Mikel Landa played an important role in the revival period as president of the foundation, helping reconnect the project with the modern professional scene. That added another layer of meaning because Landa himself came from Basque cycling and represented the kind of rider the original team had always wanted to develop.
The current Euskaltel-Euskadi is not a simple continuation of the original team. It operates in a different cycling economy and at a different level. But it keeps alive the idea that Basque cycling deserves a visible professional pathway.
Photo Credit: Unipublic/Cxcling/Naike EreñozagaEuskaltel-Euskadi in the modern peloton
The modern Euskaltel-Euskadi races as a ProTeam rather than a WorldTour squad, which changes its sporting role. It is no longer expected to lead Grand Tours or control major mountain stages. Its opportunities often come through invitations, breakaways, one-week races and Spanish calendar targets.
That role still has value. The team provides a platform for Basque and Spanish riders, keeps the orange jersey visible, and gives races such as Itzulia Basque Country, La Vuelta and the Clásica San Sebastián an additional local thread.
The modern team has also had to adapt commercially. Equipment, sponsorship and team-building now operate in a global market, and the team cannot rely on nostalgia alone. Its identity helps, but results and development still matter.
That makes the current project more modest than the original WorldTour years, but perhaps more realistic.

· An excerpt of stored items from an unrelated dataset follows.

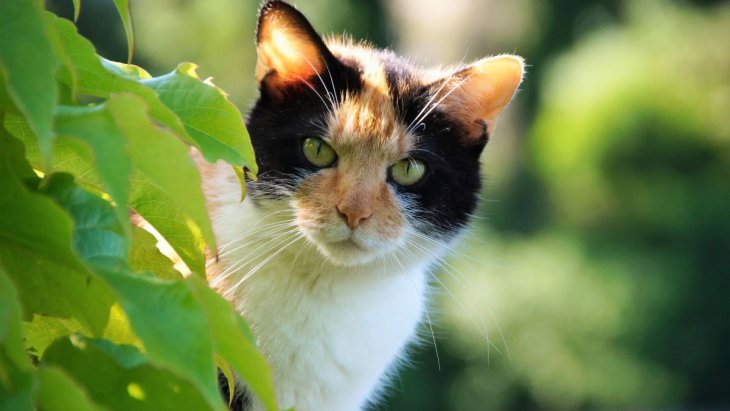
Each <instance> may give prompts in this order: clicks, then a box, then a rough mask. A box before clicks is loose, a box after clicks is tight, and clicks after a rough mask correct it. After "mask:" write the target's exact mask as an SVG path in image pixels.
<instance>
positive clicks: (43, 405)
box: [36, 366, 103, 411]
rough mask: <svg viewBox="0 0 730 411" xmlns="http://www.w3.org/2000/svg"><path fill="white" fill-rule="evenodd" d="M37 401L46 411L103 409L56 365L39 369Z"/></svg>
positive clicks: (82, 410)
mask: <svg viewBox="0 0 730 411" xmlns="http://www.w3.org/2000/svg"><path fill="white" fill-rule="evenodd" d="M37 378H38V392H37V393H36V403H37V405H38V409H41V410H44V411H65V410H74V411H76V410H78V411H97V410H98V411H102V410H103V408H101V407H99V406H98V405H96V404H94V402H93V401H92V400H91V399H90V398H89V396H88V394H87V393H86V391H85V390H84V389H83V387H81V386H80V385H79V384H78V383H77V382H76V381H74V380H73V379H72V378H71V377H70V376H69V375H67V374H66V373H65V372H64V371H63V370H61V369H60V368H58V367H54V366H46V367H42V368H40V369H39V370H38V376H37Z"/></svg>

It does not have to recreate Mayo on Alpe d’Huez or Sánchez at Luz Ardiden to matter. It has to keep Basque cycling connected to the professional peloton.
Why Euskaltel-Euskadi still matters
Euskaltel-Euskadi matters because it showed that a team could be built around more than sponsorship. It had commercial partners, of course, but its deeper strength came from identity. It meant something to a region, and that gave it a kind of emotional weight that most teams never find.

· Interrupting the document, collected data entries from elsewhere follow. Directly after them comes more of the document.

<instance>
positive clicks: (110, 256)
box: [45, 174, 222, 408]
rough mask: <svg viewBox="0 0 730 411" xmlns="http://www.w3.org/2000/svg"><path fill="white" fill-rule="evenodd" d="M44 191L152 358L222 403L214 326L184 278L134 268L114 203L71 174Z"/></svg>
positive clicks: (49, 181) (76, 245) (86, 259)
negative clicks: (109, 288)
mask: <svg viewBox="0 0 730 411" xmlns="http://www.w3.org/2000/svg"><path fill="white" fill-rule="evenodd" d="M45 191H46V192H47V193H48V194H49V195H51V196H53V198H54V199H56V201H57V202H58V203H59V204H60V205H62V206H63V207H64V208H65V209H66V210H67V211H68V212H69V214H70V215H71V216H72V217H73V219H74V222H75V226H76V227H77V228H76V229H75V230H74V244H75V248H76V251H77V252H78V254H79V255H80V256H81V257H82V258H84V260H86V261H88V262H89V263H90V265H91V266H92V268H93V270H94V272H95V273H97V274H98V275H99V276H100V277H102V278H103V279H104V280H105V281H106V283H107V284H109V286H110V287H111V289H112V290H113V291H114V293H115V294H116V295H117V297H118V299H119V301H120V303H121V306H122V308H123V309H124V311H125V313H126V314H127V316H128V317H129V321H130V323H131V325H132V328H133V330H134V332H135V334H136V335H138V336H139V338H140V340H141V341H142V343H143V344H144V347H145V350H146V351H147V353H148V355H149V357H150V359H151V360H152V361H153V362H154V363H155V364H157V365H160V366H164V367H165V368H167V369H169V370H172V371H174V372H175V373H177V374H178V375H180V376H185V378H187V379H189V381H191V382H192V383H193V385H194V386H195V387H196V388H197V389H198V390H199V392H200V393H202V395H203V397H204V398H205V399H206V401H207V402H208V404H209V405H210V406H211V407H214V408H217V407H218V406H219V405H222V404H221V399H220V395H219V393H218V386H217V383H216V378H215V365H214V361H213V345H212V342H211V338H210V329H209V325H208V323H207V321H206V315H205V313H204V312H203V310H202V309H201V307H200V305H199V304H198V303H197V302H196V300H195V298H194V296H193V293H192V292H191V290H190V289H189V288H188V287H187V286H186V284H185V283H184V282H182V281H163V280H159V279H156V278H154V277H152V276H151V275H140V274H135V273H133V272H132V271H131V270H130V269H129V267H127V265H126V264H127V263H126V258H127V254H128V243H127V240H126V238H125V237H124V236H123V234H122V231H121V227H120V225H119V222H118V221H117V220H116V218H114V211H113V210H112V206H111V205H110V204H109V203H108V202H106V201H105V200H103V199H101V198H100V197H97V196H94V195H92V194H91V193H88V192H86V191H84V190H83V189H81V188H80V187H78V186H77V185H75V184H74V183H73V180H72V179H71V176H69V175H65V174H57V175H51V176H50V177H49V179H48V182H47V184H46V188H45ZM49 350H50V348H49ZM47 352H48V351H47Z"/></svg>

It also helped define a particular kind of rider: aggressive, mountainous, resilient and deeply connected to place. Not every Euskaltel rider fitted that stereotype, but enough did to make it part of the team’s mythology. When an orange jersey attacked uphill, fans understood the story immediately.
The team’s history also says something about the changing nature of professional cycling. The original Euskaltel-Euskadi thrived because it was different, then struggled because difference became harder to sustain in an increasingly expensive and points-driven sport. The modern version survives by carrying the identity forward in a more pragmatic form.

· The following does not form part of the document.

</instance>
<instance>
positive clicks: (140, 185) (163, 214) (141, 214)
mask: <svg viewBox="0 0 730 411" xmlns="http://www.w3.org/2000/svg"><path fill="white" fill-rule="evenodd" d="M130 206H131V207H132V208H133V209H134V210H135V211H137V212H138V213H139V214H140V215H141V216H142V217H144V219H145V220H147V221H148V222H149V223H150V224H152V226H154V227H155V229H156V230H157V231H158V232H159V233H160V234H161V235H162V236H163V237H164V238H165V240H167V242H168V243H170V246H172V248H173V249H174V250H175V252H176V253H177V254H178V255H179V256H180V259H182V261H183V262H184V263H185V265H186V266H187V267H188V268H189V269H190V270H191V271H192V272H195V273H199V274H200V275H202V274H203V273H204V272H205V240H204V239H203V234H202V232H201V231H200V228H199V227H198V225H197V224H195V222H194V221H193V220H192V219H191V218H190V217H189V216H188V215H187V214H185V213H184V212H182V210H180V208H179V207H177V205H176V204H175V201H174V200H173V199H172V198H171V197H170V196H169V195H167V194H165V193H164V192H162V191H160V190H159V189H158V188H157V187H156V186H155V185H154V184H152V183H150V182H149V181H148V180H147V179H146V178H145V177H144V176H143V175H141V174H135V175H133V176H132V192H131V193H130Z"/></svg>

That makes it one of cycling’s most interesting team stories. It is not simply a tale of wins and losses. It is about how a region put itself into the peloton, how fans turned a jersey into a movement, and how a team can disappear from the top level without disappearing from memory.
Euskaltel-Euskadi’s legacy
Euskaltel-Euskadi’s legacy is written in orange. It is in Mayo’s Alpe d’Huez attack, Laiseka at Luz Ardiden, Sánchez climbing in the polka-dot jersey, Nieve winning through exhaustion at the Giro, Antón animating La Vuelta, and thousands of fans turning mountain roads into a Basque celebration.
The team did not win the Tour de France. It did not become the richest squad in the sport. It did not always adapt smoothly to the demands of modern cycling. But it gave the peloton something rare: a team whose identity was as strong as its results.
That is why Euskaltel-Euskadi still resonates. The sport has many successful teams, but fewer teams that feel culturally distinct. Euskaltel-Euskadi was one of them. It belonged to the mountains, to the Basque Country, to the Orange Tide, and to an idea of cycling where place mattered as much as performance.
The modern team carries that story forward, but the original orange years remain the heart of the legend. In a sport often defined by changing sponsors and shifting structures, Euskaltel-Euskadi proved that a team could become part of cycling’s emotional geography.